Oleh karenanya dari sini saya ingin jelaskan bahwasanya harta yang kita miliki adalah titipan dari Allah Azza wa jalla dan bukan milik kita secara mutlak. Bukti akan hal ini sangat jelas tatkala kita tertimpa musibah, yaitu tatkala kita mengucapkan “Inna lillahi wa inna Ilaihi roji’un”. Kalimat ini mengandung keyakinan bahwa kita ini semua adalah milik Allah, dan akan kembali kepada Allah Azza wa jalla .Maka tatkala ada orang yang mengingkari akan hal ini –yaitu dia mendapatkan harta karena kelebihan dan kecerdasannya-, maka hal tersebut adalah kesalahan. Kita harus sadar bahwa kita hanya melakukan sebab, akan tetapi Allah-lah yang memberikan harta tersebut kepada kita, sehingga usaha kita bukanlah kunci datangnya rezeki melainkan Allah-lah yang menentukan adanya rezeki atau tidak. Oleh karenanya tidak ada ahli matematika yang mengatakan bahwasanya kecerdasan berbanding lurus dengan kecerdasan. Tidak berarti orang yang kaya itu lebih pintar daripada orang miskin, karena sekali lagi bahwa rezeki itu dari Allah Azza wa jalla .Kita dapati ada orang yang bergelar professor atau doktor, akan tetapi dia miskin. Sedangkan di sisi lain kita dapati ada orang yang tidak sekolah namun kaya raya. Oleh karenanya kecerdasan tidak berbanding lurus dengan kekayaan.

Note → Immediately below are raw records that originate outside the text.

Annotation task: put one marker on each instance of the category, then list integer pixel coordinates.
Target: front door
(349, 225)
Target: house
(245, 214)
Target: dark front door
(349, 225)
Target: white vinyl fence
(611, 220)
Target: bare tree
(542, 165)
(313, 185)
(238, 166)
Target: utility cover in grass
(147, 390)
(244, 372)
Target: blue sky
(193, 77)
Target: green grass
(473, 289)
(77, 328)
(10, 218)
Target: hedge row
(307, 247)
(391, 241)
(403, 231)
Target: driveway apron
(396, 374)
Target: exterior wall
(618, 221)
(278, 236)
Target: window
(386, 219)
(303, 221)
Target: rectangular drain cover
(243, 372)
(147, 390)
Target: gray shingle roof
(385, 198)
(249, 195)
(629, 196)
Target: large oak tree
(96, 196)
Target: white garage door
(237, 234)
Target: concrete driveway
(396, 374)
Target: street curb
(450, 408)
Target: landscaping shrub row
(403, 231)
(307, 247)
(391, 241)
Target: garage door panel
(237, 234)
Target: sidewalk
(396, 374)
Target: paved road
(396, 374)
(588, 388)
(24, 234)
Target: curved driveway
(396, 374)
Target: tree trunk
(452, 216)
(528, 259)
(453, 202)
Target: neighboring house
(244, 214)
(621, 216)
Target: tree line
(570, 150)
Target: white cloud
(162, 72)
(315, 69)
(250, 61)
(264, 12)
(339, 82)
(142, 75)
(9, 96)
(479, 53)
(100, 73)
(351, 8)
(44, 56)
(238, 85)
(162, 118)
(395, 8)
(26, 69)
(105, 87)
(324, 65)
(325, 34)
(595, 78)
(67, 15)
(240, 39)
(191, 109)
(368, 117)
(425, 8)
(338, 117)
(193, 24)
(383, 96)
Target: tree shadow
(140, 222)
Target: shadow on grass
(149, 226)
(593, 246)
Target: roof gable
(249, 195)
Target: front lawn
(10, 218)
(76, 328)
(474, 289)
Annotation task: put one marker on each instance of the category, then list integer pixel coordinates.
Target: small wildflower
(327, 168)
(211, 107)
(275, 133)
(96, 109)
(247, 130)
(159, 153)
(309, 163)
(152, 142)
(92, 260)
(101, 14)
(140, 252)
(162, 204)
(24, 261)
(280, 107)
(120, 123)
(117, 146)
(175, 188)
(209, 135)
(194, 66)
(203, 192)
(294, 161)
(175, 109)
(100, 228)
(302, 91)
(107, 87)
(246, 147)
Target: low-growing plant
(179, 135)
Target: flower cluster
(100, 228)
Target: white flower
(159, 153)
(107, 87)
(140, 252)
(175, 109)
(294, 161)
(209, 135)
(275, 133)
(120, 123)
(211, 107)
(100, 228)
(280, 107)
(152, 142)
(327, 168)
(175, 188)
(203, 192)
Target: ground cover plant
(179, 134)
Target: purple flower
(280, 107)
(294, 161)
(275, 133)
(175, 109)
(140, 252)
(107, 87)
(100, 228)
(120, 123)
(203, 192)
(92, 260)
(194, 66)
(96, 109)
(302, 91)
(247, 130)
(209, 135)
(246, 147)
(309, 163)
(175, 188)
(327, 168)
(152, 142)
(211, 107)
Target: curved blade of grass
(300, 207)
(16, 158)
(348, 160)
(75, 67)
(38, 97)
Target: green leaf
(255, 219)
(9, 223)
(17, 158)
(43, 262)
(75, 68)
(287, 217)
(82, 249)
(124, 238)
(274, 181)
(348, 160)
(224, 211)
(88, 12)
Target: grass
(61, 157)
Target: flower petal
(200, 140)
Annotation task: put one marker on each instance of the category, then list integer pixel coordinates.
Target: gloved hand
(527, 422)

Yang ingin kita tegaskan disini adalah harta itu adalah milik Allah, dan Allah-lah yang mengatur bagaimana harta tersebut bisa sampai kepada kita. Kita hanya menjalankan sebab, namun bukanlah kecerdasaan kita yang mengharuskan harta tersebut datang. Oleh karenanya tatkala Qarun dengan begitu bangganya memiliki harta yang begitu banyak, dia bersikap sombong. Sampai-sampai Allah Azza wa jalla mengabadikan perkataannya tersebut di dalam Alquran. Allah Azza wa jalla berfirman,
“Qarun berkata: “Sesungguhnya aku hanya diberi harta itu, karena ilmu yang ada padaku”. Dan apakah ia tidak mengetahui, bahwasanya Allah sungguh telah membinasakan umat-umat sebelumnya yang lebih kuat daripadanya, dan lebih banyak mengumpulkan harta? Dan tidaklah perlu ditanya kepada orang-orang yang berdosa itu, tentang dosadosa mereka.” (QS. Al-Qashash : 78)

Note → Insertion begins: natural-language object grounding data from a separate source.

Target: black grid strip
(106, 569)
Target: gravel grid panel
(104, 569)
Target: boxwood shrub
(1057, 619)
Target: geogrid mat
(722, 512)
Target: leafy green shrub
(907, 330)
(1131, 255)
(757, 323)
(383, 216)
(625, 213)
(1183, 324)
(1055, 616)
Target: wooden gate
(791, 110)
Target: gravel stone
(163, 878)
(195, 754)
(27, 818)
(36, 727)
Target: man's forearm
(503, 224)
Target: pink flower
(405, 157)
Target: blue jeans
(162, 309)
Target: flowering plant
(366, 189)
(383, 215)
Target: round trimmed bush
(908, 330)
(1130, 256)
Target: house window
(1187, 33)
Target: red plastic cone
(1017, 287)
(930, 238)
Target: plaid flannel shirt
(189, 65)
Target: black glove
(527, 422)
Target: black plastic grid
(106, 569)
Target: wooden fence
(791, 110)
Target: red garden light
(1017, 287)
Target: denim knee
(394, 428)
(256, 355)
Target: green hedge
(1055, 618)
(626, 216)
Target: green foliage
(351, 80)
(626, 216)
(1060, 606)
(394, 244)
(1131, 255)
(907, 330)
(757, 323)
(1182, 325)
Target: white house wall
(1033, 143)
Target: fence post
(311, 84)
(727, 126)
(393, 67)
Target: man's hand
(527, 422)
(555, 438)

Qarun lupa bahwa sesungguhnya Allah-lah yang memberikan harta itu kepadanya, dan bukan karena ilmu dan kecerdasannya. Demikian juga kisah tentang tiga orang dari Bani Israil yang memiliki penyakit baros, kudis dan buta. Kemudian datanglah malaikat menyembuhkan penyakit mereka dan berdoa kepada Allah sehingga mereka memiliki harta yang banyak. Setelah mereka sembuh, malaikat tersebut datang kepada mereka pada waktu yang lain dalam kondisi sebagaimana tiga orang Bani Israil ini sebelumnya (memiliki penyakit). Tatkala malaikat datang kepada orang yang buta dan ditanya tentang harta yang ia dapatkan, maka orang buta tersebut mengatakan bahwa harta itu dari Allah Azza wa jalla .Akan tetapi tatkala malaikat mendatangi orang yang memiliki penyakit kudis dan baros (albino) dan bertanya kepada mereka tentang harta yang mereka miliki, maka mereka menjawab, “Sesungguhnya aku mewarisi harta ini dari nenek moyangku yang kaya.” (HR. Muslim no. 2964)
Inilah sebagian kisah orang-orang yang kufur kepada nikmat Allah Azza wa jalla ,dan orang-orang seperti ini dicela oleh Allah Azza wa jalla.
Oleh karenanya perkara yang semakin menunjukkan bahwa harta itu hakikatnya bukan milik kita melainkan milik Allah Azza wa jalla adalah tatkala kita meninggal dunia, maka harta kitapun langsung masuk dalam hukum Allah Azza wa jalla (hukum waris). Di antara dalil bahwasanya harta itu bukan milik kita adalah kenikmatan yang kita dapatkan tidak bisa kita salurkan tanpa aturan. Tatkala kita merasa bahwa harta adalah titipan dari Allah Azza wa jalla ,maka kita harusnya sadar bahwa tatkala kita bermuamalah dengan titipan tersebut, maka harus sesuai dengan aturan yang memberikan titipan. Contohnya adalah jasad kita, ketahuilah bahwa jasad kita ini adalah nikmat dari Allah Azza wa jalla .Akan tetapi tidak boleh seseorang merusak jasadnya dengan seenaknya. Dan ingatlah bahwa setiap nikmat itu akan dipertanggungjawabkan kelak. Dan Allah Azza wa jalla telah berfirman,
“Dan apa saja nikmat yang ada pada kamu, maka dari Allah-lah (datangnya), dan bila kamu ditimpa oleh kemudharatan, maka hanya kepada-Nya-lah kamu meminta pertolongan.” (QS. An-Nahl : 53)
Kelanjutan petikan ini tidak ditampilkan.